Research · May 2026

Enterprises Stopped Buying AI. They Started Hiring It.

AI does not install the way SaaS did, and once it is running, it does not supervise itself. We tracked Forward Deployed Engineer and Agent Manager job posting volume from 2021 to 2026. The two roles outgrew every other enterprise AI title in 18 months.

SaaS won the last two decades of enterprise software by removing the implementation tax. Customers paid for seats and got hosted access. AI broke that model on both ends. Every enterprise AI deployment requires custom engineering inside the customer's environment, because the model only reaches usable performance after integration with the customer's data and identity stack. What the deployment produces behaves more like a team member than a tool. Agents need supervision and ongoing retraining the way a junior employee would.

Forward Deployed Engineer postings grew from a Palantir-only category in 2021 to over 5,300 active US postings in April 2026 alone.
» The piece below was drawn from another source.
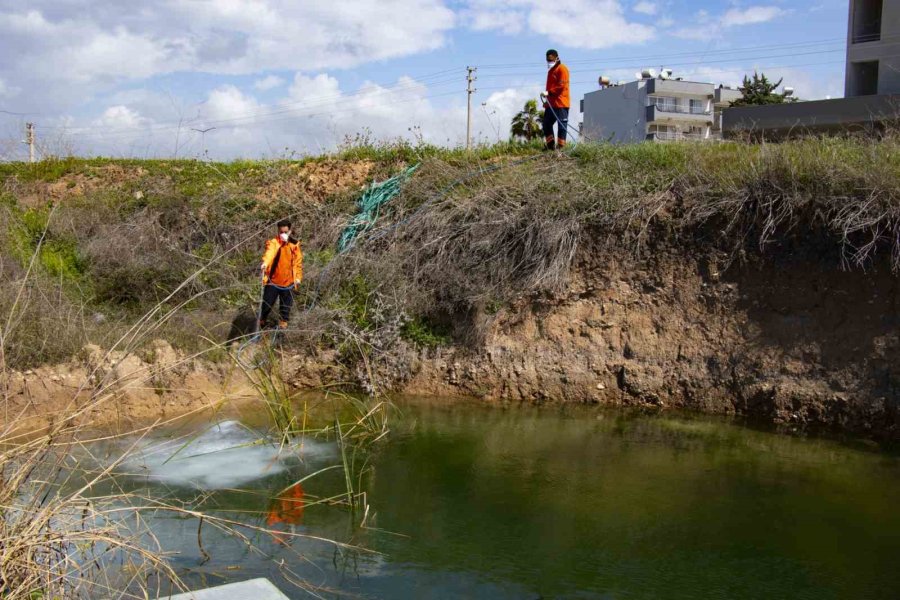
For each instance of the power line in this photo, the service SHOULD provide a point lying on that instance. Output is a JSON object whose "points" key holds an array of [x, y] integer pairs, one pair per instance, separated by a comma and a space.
{"points": [[654, 57], [319, 101]]}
Agent Manager and its precursor titles grew alongside them, with Salesforce, Coinbase, and ServiceNow formalizing the title in early 2026. Together, the two roles account for an estimated 200,000+ open US positions in 2026, none of which existed in this form five years ago. AI is the first enterprise software category in twenty years that hires more humans into customer-facing operational work each year, not fewer. The hiring data is the proof.

Enterprise software for two decades was a license-and-rollout business. The vendor hosted the product, the customer paid for seats, and IT pointed the configuration screen at whatever already existed. AI does not work that way. Every meaningful enterprise AI deployment in 2024 and 2025 required custom engineering inside the customer's environment, and the systems those deployments produced required ongoing supervision once they reached production. This is the other side of the trend we documented in the quiet contraction of SaaS sales and marketing teams: as legacy GTM headcount thins, a new layer of AI-native operational roles is forming on top.
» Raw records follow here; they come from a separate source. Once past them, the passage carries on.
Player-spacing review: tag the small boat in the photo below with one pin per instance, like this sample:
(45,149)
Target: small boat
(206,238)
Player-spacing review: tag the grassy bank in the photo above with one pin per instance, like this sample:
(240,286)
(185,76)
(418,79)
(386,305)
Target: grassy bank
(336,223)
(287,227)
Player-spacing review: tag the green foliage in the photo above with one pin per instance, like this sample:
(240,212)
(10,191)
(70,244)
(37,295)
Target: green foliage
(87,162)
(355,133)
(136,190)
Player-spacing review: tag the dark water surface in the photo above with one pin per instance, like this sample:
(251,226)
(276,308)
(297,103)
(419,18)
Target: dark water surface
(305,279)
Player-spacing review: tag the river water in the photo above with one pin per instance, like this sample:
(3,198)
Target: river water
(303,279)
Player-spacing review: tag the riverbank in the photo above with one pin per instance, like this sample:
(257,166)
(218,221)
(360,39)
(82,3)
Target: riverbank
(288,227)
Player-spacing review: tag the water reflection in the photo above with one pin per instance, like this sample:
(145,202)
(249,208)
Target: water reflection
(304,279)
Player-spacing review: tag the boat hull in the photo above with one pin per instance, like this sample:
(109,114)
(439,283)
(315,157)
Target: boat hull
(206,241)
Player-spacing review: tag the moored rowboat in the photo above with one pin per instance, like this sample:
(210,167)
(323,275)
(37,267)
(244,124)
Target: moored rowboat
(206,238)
The two roles that grew fastest in 2025 each answer one of those problems. Forward Deployed Engineer is the answer to the install problem. Agent Manager is the answer to the supervision problem. Both grew at rates no other AI role came close to.

01The Two Roles, Defined

FDE is an engineering role that ships software inside customer environments. SaaS-style configuration UIs cannot do the work between the API and the customer outcome: identity setup, retrieval pipeline configuration, evaluation harnesses, guardrails, and integration with whatever CRM or data warehouse the customer already runs. FDEs at OpenAI and Anthropic write that code on customer premises. Anthropic's lead software engineer compensation tops out at $785K on Levels.fyi, which gives a sense of what frontier labs are willing to pay for the role.

Agent Manager is an operational role, and the job has no SaaS-era precedent. Once an enterprise runs ten or more production agents, no single product owner can audit them. The work covers observability across an agent fleet, escalation policy when an agent hits an edge case it cannot handle, retraining workflows when performance degrades, and capacity planning across human and digital workers. The HBR February 2026 case study of Salesforce's agent manager Zach Stauber described the job as starting and ending the day inside dashboards and agent observability monitoring. The closest analog is a customer success manager who happens to manage software instead of accounts.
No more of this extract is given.